Naomi Garcia
Executive Summary
Chinese state-owned conglomerates trade in sensitive technologies with Russia’s defense sector, including to companies involved in Russia’s ongoing war in Ukraine. At a time when the People’s Republic of China (PRC) has become the subject of heightened vigilance and new trade sanctions, evidence suggests that patterns of data censorship and convoluted corporate networks serve to obscure trade in defense-applicable technology. Whether or not the PRC’s trade data environment is opaque by design, it ultimately conceals the networks of people and companies involved in the trade of military equipment and undermines global nonproliferation efforts.
C4ADS developed reproducible methods for detecting PRC weapons trade that overcome these challenges in China’s poor data environment. In the past year, these methods have supported more than 10 U.S. and international law enforcement actions against PRC entities involved in illicit trade of defense technologies. To demonstrate our methodologies in this report, we highlight three examples of previously undetected trade in defense products between a major Chinese state-owned conglomerate and Russia’s state defense sector. In doing so, we find the following:PRC state-owned conglomerates proliferate to companies supporting Russia’s invasion of Ukraine. We identified 281 previously unreported shipments of sensitive goods by China Poly Group Corporation (hereafter Poly Group) subsidiaries to Russian defense organizations between 2014 to 2022. For example, in January 2022, Poly Group’s subsidiary Poly Technologies Inc. reportedly exported one shipment containing anti-aircraft missile radar parts to the sanctioned Russian state-owned defense company Almaz Antey, which reportedly supports Russia’s war in Ukraine.
International import records provide actionable information about PRC defense shipments that is missing from China’s domestic trade data sources. Chinese trade data is expensive, unreliable, and incomplete, lacking details about both the products in any given shipment and the importing company overseas. We demonstrate how to overcome these limitations using other countries’ reported imports from China, which can enable law enforcement and civil regulators to detect and target illicit PRC defense networks.

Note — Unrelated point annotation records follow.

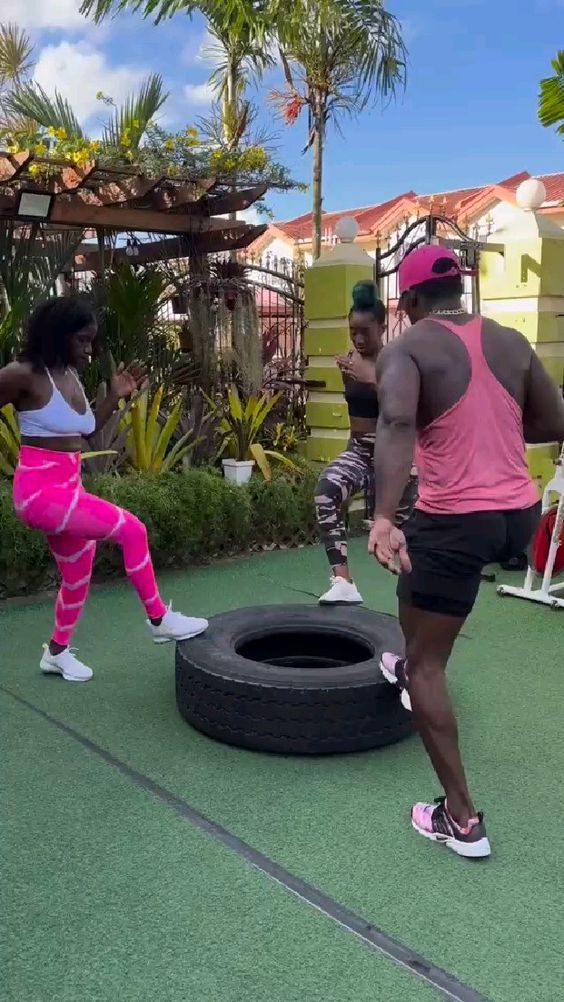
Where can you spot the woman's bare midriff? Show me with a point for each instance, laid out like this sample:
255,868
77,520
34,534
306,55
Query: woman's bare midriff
67,444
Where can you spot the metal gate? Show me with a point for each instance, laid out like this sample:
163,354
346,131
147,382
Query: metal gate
426,229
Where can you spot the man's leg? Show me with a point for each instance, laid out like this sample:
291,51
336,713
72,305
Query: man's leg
430,637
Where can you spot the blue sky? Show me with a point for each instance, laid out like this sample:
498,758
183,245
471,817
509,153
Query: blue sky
468,115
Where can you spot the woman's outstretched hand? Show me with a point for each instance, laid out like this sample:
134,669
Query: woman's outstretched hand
128,381
357,369
389,545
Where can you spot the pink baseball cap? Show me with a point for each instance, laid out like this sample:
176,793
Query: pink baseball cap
420,266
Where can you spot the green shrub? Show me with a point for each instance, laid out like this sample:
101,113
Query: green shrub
190,516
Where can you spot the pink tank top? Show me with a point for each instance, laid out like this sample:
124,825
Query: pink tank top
472,457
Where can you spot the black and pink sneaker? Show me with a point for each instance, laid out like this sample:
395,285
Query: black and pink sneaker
393,668
434,822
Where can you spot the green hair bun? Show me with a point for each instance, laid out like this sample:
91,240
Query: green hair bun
365,297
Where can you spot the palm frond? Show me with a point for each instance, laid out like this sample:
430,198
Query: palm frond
30,101
551,97
136,112
31,258
16,53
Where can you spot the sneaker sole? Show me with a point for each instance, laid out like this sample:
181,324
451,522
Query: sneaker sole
469,850
342,601
391,677
48,669
178,639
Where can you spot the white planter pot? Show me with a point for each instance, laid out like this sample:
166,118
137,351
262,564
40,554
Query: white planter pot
237,471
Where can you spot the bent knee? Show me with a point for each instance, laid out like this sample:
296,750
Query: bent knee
327,494
134,531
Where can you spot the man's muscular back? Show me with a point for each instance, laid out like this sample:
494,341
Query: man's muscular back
444,368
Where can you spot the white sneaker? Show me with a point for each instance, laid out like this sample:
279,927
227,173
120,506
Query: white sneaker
393,669
175,626
342,591
65,664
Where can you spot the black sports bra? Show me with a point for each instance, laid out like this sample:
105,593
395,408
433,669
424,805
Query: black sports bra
362,400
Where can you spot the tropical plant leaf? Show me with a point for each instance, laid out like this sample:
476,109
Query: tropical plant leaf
16,54
259,457
31,101
132,118
551,97
30,261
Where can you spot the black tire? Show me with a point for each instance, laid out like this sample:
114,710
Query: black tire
320,692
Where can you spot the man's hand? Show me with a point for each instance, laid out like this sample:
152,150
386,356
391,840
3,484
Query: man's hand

Corporate network analysis exposes proliferation activity by companies that may go undetected within the PRC’s complex commercial system. For example, corporate records indicate that Poly Group consists of more than 2,900 companies operating in more than 100 sectors with convoluted ownership structures across many layers of subsidiaries. By investigating companies connected via shared corporate officers, C4ADS identified unsanctioned companies that trade in the same defense products with the same overseas partners as sanctioned entities in the conglomerate. Our findings indicate that network analysis focused on corporate leadership enables the detection of previously unknown defense proliferators within massive PRC conglomerates.